Claude Lucas, A gauche de l’horloge

Echos

Le média radio­pho­nique per­met de dépe­cer, de faire dis­pa­raître le corps pour ne mettre en pré­sence que de son seul spectre vocal. Chez Lucas, il n’est par­fois qu’un souf­flé ténu fai­sant pas­ser d’un état triom­phant à un état déca­dent comme si tout ne per­du­rait que par une sorte de pas­si­vité de l’oreille. Par­fois — moins “cas­cando” comme aurait dit Beckett –, la voix s’anime afin de prou­ver que la condi­tion d’homme est d’être là, dans sa seule sono­rité viscérale.C’est pour­quoi, après des années de disette et suite au refus de J-L Bar­rault de lire ses texte, Lucas, grâce à France Culture a écrit des fic­tions radio­pho­nique. Sor­tant de sa gla­cia­tion, il a retrouvé sa liberté de créa­tion en des “récits “ qui comme il l’écrit “s’évadant de la scène côté jar­din, s’insinuent par­tout, rom­pant les soli­tudes dans les chambres d’hôpitaux, les cel­lules de pri­son ou les alcôves déser­tées.”.
Grâce à la radio l’homme trouve un autre rap­port à lui-même, et l’oeuvre une autre jonc­tion au monde. La fable sonore ne ren­voie plus seule­ment au réel mais à l’imaginaire sans pour autant repré­sen­ter un “pro­duit typique des civi­li­sa­tions de l’âme” (Roland Barthes, “Lit­té­ra­ture lit­té­rale”). La fable radio­pho­nique peut pro­po­ser des conver­sa­tions qui n’en sont plus, dans un temps qui n’en est plus un. Elle peut ren­voyer à plus tard une ren­contre plus qu’improbable.

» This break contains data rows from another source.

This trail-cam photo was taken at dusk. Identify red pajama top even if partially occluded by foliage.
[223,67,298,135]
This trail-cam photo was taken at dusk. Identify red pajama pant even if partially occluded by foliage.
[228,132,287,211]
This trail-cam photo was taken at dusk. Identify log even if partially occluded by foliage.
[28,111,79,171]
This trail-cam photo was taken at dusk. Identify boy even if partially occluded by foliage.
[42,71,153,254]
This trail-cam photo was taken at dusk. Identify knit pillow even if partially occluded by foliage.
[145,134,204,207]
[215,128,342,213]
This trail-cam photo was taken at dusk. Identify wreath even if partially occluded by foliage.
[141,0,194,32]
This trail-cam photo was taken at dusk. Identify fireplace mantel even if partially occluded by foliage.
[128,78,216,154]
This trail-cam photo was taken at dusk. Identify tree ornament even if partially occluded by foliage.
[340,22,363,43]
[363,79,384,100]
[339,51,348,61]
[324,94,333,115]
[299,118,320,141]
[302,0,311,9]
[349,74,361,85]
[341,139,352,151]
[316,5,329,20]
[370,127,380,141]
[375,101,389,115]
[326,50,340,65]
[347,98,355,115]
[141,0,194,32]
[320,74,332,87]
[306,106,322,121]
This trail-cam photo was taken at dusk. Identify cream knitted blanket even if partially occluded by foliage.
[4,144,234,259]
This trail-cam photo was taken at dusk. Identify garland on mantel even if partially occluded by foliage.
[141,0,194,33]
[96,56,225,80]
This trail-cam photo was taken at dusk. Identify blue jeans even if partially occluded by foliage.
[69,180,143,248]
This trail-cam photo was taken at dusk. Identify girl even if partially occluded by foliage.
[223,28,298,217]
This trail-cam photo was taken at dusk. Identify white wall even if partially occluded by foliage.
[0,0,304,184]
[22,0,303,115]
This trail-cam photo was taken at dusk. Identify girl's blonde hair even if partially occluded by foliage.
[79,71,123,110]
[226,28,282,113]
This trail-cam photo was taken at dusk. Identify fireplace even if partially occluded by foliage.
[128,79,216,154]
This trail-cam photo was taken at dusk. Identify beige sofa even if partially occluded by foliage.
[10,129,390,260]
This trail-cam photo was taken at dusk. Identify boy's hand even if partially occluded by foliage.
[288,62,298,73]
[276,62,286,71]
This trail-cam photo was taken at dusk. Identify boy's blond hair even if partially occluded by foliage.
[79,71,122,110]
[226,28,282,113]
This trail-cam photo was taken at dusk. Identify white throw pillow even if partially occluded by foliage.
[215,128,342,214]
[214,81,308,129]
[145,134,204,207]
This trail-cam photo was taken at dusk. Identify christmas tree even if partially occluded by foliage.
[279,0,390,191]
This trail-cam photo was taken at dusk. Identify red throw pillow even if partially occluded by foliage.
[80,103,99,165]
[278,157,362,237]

Bref, les pièces radio­pho­niques décon­di­tionnent les façons de voir, d’entendre, de per­ce­voir et repré­sentent un nou­veau sys­tème de “pro­jec­tion” idéal. Ne per­siste par­fois qu’un vague mou­ton­ne­ment ondu­la­toire dans l’affaissement du lan­gage comme si ce qui res­tait de vie n’était plus qu’un mur­mure à peine audible, un der­nier ves­tige sonore digne d’engendrer un ver­tige sur le réel, sur son vide, comme sur l’absence du “voca­teur” à lui-même, aux autres, au monde. L’auteur pour­suit son avan­cée en publiant à côté des textes dif­fu­sés deux textes inédits : “À gauche de l’horloge” et “L’Atrapanieblas”, comé­die plus auto­bio­gra­phique et déri­soire. Les autres pièces sont à la fois plus sombres mais légères afin de com­pen­ser leur noir­ceur fon­da­men­tale. Lucas pro­cède sou­vent à l’allégement pro­gres­sif de la gaze sonore.. Il ne s’agit pas de se prendre et de se perdre dans l’enivrement de concepts. . Et le mur­mure des textes n’exprime pas une quel­conque rêve­rie.
Avec le média radio­pho­nique, le corps absent ne peut plus véri­ta­ble­ment agir. Il ne peut que subir son état et pâtir de l’empâtement sonore de sa bouche au moment où le vivant appa­raît sou­vent dérisoire.De la chair pal­pi­tante, il ne reste rien ou presque rien qu’une voix par­fois revi­go­rante mais par­fois dévastée.

Mais ici, le rendez-vous du voyeu­risme et de l’exhibitionnisme que pro­pose le théâtre est annulé. A la radio, d’une cer­taine manière, l’émetteur parle dans le vide, il n’est pas cer­tain qu’au-delà des ondes une oreille l’écoute. Le média ouvre ainsi un doute quant à la récep­tion du mes­sage par un audi­teur peut-être inté­ressé mais peut-être dis­trait, peu cap­tivé par ce mes­sage qu’il reçoit par­fois de manière incon­grue au milieu d’autres per­cep­tions qui l’environnent et l’accaparent.
Le son n’est donc plus que cet élé­ment impal­pable où sur­nagent l’onde, le souffle du corps. Lucas trans­forme néan­moins les misères diverses en une sorte d’exaltation. Elle marque une souf­france, ou plu­tôt un manque, une faille, une bri­sure mais de manière sour­de­ment iro­nique. L’auteur sait ouvrir le média radio­pho­nique sinon au “chant des bouches mortes”(Beckett) du moins à celles qui mur­murent face au silence. Afin de le sou­le­ver mais aussi par­fois de le parachever.

jean-paul gavard-perret

Claude Lucas,  A gauche de l’horloge, P.O. L édi­teur, 2017, 360 p. — 28,00 €.